Famiglia
Risoluzione Ue contro l’abbandono di neonati
Consiglio d'Europa "preoccupato" raccomanda politiche di prvenzione e tutela dei bambini e delle madri
Lo scorso 27 giugno il Consiglio d’Europa ha approvato la risoluzione che raccomanda ai 27 Paesi che aderiscono all’Unione di prevenire l’abbandono dei neonti. Si tratta di un atto di indirizzo che, per la prima volta, affronta il tema a livello comunitario rientrando negli orientamenti più recenti della Commissione Onu. A rilanciare la notizia, proprio oggi, il portale del Centro nazionale di documentazione sull’infanzia e l’adolescenza www.minori.it
Dal preambolo si legge che l’Assemblea è preoccupata perché ancora oggi il fenomeno dell’abbandono di bambini è ben lontano dal ridursi. Le difficoltà economiche, la povertà e l’Aids fanno sì che un forte tasso di abbandono di bambini alla nascita perduri in alcuni paesi dell’Europa centrale e orientale, e che anzi il fenomeno riappaia anche in alcuni paesi dell’Europa occidentale.

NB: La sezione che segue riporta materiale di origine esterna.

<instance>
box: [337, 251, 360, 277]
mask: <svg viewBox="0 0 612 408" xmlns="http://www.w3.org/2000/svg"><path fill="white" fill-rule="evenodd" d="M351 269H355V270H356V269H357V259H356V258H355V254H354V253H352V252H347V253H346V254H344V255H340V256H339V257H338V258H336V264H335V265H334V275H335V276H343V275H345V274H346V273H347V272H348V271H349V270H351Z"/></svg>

Molto dura la valutazione del Consiglio sulla pratica dell’adozione internazionale: “l’adozione è divenuta un mercato”, dice la risoluzione, “e la mancanza di neonati adottabili in Occidente rappresenta un fattore aggravante”.
Le raccomandazioni conclusive ruotano interamente intorno a un principio fondamentale: il diritto del bambino a vivere nella sua famiglia e a conoscere le sue origini. Da ciò discendono una serie di impegni che gli Stati dovrebbero assumersi, a cominciare dallo sviluppo di una politica attiva contro l’abbandono dei neonati, il sostegno alle giovani madri (in particolare le emigrate, le donne appartenenti a minoranze o le portatrici di Aids), il pieno accesso ai servizi di sanità riproduttiva.

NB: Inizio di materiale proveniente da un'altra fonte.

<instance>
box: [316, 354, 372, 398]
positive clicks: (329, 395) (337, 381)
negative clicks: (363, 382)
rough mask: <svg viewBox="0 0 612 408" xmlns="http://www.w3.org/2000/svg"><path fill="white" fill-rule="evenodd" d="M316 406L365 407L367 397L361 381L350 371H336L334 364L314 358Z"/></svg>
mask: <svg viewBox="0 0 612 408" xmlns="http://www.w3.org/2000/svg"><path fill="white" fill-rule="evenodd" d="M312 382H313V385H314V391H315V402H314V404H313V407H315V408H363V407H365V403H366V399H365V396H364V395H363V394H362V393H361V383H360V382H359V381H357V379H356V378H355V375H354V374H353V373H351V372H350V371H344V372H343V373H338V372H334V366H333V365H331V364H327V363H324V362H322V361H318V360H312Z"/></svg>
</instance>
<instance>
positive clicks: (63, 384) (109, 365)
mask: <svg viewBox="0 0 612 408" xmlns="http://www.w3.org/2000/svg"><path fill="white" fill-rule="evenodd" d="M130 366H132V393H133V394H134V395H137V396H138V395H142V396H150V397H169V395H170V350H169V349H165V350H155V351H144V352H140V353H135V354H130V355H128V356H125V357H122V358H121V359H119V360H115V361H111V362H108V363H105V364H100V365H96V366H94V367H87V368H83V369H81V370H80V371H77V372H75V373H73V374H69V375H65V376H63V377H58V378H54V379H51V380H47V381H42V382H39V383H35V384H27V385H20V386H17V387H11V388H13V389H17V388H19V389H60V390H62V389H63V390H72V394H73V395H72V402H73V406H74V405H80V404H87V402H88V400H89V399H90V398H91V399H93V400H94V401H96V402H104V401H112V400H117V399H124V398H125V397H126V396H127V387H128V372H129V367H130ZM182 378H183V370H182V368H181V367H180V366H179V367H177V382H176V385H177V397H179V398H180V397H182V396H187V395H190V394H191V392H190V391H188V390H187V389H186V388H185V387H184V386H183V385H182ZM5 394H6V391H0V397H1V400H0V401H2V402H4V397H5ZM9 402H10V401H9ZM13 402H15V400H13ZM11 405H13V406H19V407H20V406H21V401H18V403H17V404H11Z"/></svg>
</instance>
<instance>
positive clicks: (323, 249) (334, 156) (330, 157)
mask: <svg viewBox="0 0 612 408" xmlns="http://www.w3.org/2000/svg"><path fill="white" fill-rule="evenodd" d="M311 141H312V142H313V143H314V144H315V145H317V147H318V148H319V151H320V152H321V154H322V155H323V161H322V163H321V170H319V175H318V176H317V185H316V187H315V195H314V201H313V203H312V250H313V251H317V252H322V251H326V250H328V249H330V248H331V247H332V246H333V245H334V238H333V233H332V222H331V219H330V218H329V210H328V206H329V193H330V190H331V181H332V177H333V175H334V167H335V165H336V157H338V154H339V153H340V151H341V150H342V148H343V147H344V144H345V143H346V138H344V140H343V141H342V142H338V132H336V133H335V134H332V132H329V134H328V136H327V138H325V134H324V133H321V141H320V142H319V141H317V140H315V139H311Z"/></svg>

Il Consiglio d’Europa invita gli Stati a convincere le madri a lasciare in ogni caso la loro identità, anche se il parto avviene in un contesto protetto, per far sì che i loro figli possano un giorno risalire alle loro origini.

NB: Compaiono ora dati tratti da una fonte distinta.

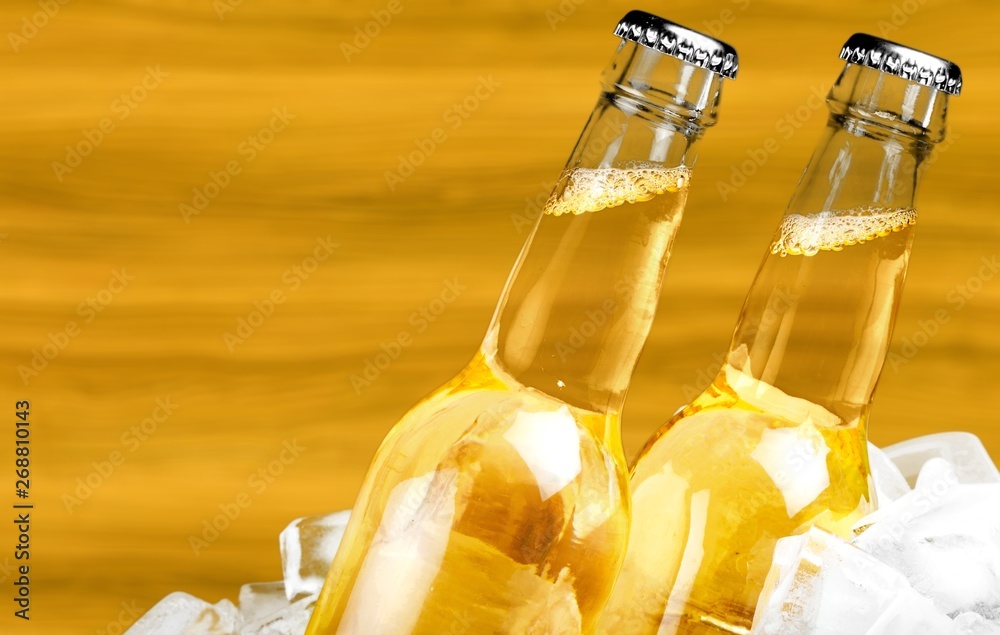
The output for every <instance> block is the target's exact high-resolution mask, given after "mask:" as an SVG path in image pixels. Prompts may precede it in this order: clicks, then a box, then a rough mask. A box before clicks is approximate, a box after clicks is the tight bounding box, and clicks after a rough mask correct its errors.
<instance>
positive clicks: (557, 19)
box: [545, 0, 587, 31]
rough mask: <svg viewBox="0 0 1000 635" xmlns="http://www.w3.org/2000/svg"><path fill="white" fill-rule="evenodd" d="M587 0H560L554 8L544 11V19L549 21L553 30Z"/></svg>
mask: <svg viewBox="0 0 1000 635" xmlns="http://www.w3.org/2000/svg"><path fill="white" fill-rule="evenodd" d="M586 1H587V0H561V1H560V2H559V4H558V6H556V8H555V10H552V9H547V10H546V11H545V20H546V21H547V22H548V23H549V28H550V29H552V30H553V31H555V30H556V29H558V28H559V25H560V24H562V23H563V22H566V21H567V20H569V18H570V17H571V16H572V15H573V14H574V13H576V10H577V9H579V8H580V7H581V6H582V5H583V4H584V3H585V2H586Z"/></svg>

Infine, “Ogni Stato deve avere l’obbligo di garantire, in qualsiasi momento, un ambiente familiare rassicurante ad ogni bambino, che si tratti della sua famiglia, della sua famiglia d’accoglienza o della sua famiglia adottiva”, si legge nel paragrafo conclusivo. “Nessun bambino deve senza ragione subire pregiudizi all’interno delle strutture educative, sanitarie e sociali disponibili. Un inadempimento a questi obblighi sarebbe indegno di uno Stato e del mantenimento della sua qualità di membro del Consiglio dell’Unione Europea”.